Gibson American Eagle LG-2

Subscribe to Mixdown Magazine

Gibson American Eagle LG-2



The top is made of Sitka Spruce, with Mahogany back and sides. There’s multi-ply top binding, single-ply back binding and a simple, traditional soundhole rosette. The headstock is the traditional AJ shape pitched back at a 17-degree angle, with a gold Gibson decal and simple bell-shaped truss rod cover. The fingerboard is made of Rosewood with 19 frets (although the body meets the neck at the 15th fret so the highest ones aren’t particularly accessible), and the tuners are white-button vintage- style models with a 15:1 turn ratio. The neck meets the body with a compound dovetail joint and traditional hide glue. The bridge is ‘belly up’ (ie: backwards to how most bridges are shaped today) with a TUSQ saddle. There’s also an L.R. Baggs Element under-saddle transducer, and the endpin doubles as the output jack. If you look closely you’ll see a tiny volume control hidden just inside the sound hole.
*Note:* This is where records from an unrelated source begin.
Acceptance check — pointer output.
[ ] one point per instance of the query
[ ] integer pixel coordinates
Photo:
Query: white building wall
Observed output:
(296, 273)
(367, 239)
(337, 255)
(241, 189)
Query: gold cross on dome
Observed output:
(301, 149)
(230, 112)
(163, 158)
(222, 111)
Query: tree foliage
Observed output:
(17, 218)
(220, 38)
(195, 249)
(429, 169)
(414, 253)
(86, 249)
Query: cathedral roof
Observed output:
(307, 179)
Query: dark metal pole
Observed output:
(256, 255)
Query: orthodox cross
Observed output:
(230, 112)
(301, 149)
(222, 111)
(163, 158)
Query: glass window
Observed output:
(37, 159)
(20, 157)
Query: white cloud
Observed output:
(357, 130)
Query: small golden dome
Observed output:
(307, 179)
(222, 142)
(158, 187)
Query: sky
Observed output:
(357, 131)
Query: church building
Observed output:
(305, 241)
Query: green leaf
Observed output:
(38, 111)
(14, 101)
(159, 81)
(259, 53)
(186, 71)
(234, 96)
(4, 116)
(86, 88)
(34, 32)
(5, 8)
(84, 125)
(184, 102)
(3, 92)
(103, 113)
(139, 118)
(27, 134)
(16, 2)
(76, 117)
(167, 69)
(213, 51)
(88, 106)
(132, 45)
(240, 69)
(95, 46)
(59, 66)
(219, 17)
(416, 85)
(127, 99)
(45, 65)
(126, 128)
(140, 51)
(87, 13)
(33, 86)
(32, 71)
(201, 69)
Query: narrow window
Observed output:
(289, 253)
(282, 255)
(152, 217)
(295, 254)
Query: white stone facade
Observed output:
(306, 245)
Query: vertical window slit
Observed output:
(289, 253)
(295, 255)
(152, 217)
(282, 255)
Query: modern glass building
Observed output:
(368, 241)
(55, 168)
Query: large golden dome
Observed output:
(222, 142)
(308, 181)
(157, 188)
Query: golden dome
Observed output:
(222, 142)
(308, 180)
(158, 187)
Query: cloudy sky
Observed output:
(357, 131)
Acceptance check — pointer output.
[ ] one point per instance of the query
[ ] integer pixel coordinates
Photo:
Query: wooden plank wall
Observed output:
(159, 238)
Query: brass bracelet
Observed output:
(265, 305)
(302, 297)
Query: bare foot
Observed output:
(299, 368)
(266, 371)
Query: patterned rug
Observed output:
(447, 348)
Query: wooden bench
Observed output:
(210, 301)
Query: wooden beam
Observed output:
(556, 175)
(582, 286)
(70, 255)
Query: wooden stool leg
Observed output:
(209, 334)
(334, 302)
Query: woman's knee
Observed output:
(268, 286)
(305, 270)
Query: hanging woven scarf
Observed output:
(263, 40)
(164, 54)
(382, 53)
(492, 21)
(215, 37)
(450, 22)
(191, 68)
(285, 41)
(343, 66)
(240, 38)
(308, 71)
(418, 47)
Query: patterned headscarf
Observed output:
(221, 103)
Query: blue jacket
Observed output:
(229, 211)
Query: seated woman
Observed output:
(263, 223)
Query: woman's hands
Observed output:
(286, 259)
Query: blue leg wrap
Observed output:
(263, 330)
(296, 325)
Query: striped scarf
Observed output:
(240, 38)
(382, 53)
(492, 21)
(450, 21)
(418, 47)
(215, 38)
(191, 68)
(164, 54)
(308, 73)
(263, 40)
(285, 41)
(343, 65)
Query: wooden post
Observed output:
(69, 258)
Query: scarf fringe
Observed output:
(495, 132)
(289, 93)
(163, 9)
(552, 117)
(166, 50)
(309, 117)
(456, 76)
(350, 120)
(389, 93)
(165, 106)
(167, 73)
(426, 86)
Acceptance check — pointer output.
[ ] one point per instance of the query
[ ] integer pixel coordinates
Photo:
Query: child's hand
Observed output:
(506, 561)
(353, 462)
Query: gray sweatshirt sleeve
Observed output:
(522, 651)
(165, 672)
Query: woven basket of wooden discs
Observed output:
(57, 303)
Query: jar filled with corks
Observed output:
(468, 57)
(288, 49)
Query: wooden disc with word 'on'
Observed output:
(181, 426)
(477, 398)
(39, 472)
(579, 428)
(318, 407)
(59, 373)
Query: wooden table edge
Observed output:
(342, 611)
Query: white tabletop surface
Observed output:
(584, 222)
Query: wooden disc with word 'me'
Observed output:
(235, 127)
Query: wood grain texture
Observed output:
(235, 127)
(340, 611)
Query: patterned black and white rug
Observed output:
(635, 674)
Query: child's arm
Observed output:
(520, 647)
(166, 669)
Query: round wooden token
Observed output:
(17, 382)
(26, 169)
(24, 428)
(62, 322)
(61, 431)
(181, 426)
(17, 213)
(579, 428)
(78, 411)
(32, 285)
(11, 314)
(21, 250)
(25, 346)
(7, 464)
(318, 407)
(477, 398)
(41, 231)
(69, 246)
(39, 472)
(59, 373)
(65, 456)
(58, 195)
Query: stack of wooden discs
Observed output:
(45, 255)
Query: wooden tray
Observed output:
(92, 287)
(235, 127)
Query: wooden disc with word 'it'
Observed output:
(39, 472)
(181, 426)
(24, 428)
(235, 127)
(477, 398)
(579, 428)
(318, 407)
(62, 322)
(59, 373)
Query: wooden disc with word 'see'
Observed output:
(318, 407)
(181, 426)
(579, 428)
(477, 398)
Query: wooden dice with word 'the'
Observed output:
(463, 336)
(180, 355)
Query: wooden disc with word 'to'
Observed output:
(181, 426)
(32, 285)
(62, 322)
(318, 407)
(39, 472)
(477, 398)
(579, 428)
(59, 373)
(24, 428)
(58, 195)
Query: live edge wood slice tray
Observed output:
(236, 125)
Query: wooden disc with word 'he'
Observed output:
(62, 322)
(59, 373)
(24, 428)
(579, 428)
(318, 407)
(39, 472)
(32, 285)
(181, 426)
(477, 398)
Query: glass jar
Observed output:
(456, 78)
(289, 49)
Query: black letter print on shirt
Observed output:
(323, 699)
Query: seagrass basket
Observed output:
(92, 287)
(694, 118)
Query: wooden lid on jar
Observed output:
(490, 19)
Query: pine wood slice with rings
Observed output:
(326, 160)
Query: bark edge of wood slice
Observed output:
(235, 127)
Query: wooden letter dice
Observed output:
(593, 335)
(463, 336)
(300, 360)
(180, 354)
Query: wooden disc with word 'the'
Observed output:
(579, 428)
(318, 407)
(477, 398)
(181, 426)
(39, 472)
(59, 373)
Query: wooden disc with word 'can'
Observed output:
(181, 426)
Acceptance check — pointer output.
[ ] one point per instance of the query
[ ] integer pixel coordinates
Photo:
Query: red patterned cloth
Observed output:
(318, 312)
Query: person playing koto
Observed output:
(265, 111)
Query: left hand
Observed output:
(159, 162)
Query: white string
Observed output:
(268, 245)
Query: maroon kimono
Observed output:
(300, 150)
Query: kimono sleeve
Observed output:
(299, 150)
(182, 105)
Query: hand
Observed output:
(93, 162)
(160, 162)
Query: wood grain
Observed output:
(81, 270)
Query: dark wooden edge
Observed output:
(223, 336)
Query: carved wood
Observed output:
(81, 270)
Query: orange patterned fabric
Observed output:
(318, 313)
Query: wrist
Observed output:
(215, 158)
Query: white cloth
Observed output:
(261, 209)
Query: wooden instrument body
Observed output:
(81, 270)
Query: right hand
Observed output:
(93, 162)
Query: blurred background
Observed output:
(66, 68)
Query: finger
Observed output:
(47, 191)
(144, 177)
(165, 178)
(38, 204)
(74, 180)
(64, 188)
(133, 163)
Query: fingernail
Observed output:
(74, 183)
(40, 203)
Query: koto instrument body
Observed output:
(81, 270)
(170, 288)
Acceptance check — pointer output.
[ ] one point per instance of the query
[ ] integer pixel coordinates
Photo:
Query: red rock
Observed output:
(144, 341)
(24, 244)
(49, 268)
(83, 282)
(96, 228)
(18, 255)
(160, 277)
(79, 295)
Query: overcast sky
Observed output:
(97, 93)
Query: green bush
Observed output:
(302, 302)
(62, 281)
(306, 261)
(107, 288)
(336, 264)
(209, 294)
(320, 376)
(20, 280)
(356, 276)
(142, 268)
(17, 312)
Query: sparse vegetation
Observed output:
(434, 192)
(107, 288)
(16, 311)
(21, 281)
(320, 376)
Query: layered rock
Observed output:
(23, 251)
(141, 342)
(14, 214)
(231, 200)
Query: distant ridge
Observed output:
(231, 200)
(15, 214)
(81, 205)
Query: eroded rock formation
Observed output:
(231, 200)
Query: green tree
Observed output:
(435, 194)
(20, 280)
It’s not a terribly flexible system, so you might want to use a preamp to get the most out of your amplified sound, but it’s still very handy to have. Either way, a more complicated system would detract from the simple beauty of this guitar.


Oh one last thing before we get into the sound: like all brand-new Gibson’s, acoustic and electric, this thing smells amazing. Gibson uses a scented lacquer, which protects your nostrils from the less-than- appetising aroma of freshly cured nitrocellulose, and it smells so good I wish they’d sell it as cologne. Okay maybe not… okay yeah.



Surprisingly, this is a very confident-sounding guitar with remarkably full low end for such a little instrument. The harder you strum, the deeper the lows seem to get, but the same is true of the clarity and focus of the high end as well. This makes the American Eagle great for folk, blues and finger styles, where you want to draw the audience in and tell them a story through your use of playing dynamics. You can also strum away on this guitar quite happily indeed and it’ll sound great, but it really does seem to demand that you play more complex fingerpicking patterns rather than just bash away with a pick. The only mark in the ‘against’ column is the cut of the nut: it’s a little sharp and will jab into your fingers when playing certain chord shapes. Most stores will give this a going-over for you before they let you out of the store though, so it’s not a huge deal.



This is a beautiful little guitar that sounds great when you’re really showing off your fingerpicking skills. It just screams – okay, yodels – Americana. It smells better than a newborn baby in a new car on the first day of spring.